The NGO Data Problem

International NGOs collect vast amounts of data: beneficiary registrations, distributions, survey responses, monitoring visits, financial disbursements. Much of it ends up in spreadsheets passed around by email, or in ODK forms that nobody has time to aggregate.

The gap between “we have the data” and “we can make decisions from the data” is where I’ve spent a significant part of my consulting work — with Concern Worldwide, Save the Children, and Oxfam.

Step 1: Understand the Decision, Not the Data

The most common mistake I see is starting with the dataset. The right starting point is the question the programme team actually needs to answer:

  • Are we reaching the most food-insecure households?
  • Which district has the lowest vaccination coverage?
  • Did beneficiaries in Cohort B improve their income more than Cohort A?

Once you have a clear question, the data analysis becomes straightforward. Without it, you’re producing tables that nobody acts on.
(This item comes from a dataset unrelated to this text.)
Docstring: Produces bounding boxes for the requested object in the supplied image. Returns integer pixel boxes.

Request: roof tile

Step 2: Audit the Data Before Touching It

Before any analysis, I do a structured audit:

- Row count vs. expected records
- Missing values per column (flag anything > 5%)
- Outliers (automated flag: values > 3 SD from mean)
- Duplicate IDs
- Date format consistency
- Lookup field consistency (e.g., "Hargeisa" vs "hargeisa" vs "HARGEYSA")

This sounds tedious, but skipping it has burned me before. A distribution report for a donor that included duplicate registrations nearly caused a serious credibility problem.
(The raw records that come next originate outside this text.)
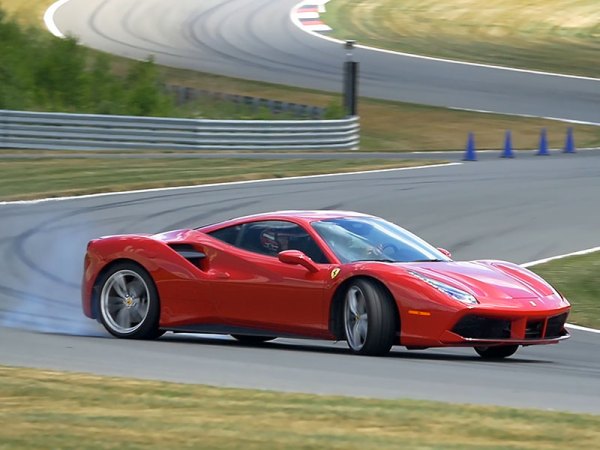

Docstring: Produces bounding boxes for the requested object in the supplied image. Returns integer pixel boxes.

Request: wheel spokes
[101,270,150,334]
[344,286,368,351]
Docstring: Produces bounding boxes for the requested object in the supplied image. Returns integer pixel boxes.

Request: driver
[260,228,289,254]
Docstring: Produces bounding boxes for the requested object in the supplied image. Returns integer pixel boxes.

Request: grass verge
[0,158,439,200]
[0,367,600,450]
[323,0,600,77]
[530,252,600,329]
[0,0,600,151]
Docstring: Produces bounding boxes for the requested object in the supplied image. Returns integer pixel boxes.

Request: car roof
[199,210,372,231]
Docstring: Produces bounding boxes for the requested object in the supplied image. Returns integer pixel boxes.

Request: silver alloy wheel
[344,286,369,351]
[100,270,150,334]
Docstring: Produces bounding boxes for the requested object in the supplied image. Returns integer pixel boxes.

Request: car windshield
[312,217,450,263]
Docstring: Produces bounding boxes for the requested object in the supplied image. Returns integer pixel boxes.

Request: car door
[212,220,331,335]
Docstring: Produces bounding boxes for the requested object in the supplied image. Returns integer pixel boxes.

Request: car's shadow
[160,334,552,364]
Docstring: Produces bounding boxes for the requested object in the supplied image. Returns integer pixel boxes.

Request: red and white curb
[292,0,331,32]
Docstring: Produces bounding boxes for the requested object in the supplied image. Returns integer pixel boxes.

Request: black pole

Step 3: Choose the Right Tool for the Output

I don’t have a single favourite tool. I choose based on the audience and the update frequency:

Output neededTool
One-time donor reportExcel / Google Sheets + charts
Monthly dashboard, internal teamGoogle Looker Studio
Interactive public-facing mapMapbox or Google Maps API
Complex statistical analysisPython (pandas, matplotlib)
Repeatable pipelinePython script + scheduled job

For most NGO contexts, Excel and Looker Studio cover 80% of real needs. The people who will maintain the dashboard after you leave are more likely to know Excel than Python.

Step 4: Design for the Non-Technical Reader

Programme managers and country directors are not data analysts. Effective NGO reports:

  • Lead with the key number, not the methodology. “72% of registered beneficiaries received distributions in Q2” goes at the top.
  • Use colour sparingly but deliberately. Red for below-target, green for on-track. Don’t use six colours for six districts — use a map.
  • Include a “what this means” sentence. Don’t leave interpretation to the reader.
  • Keep raw data separate from the summary. Give analysts a data tab; give managers a dashboard tab.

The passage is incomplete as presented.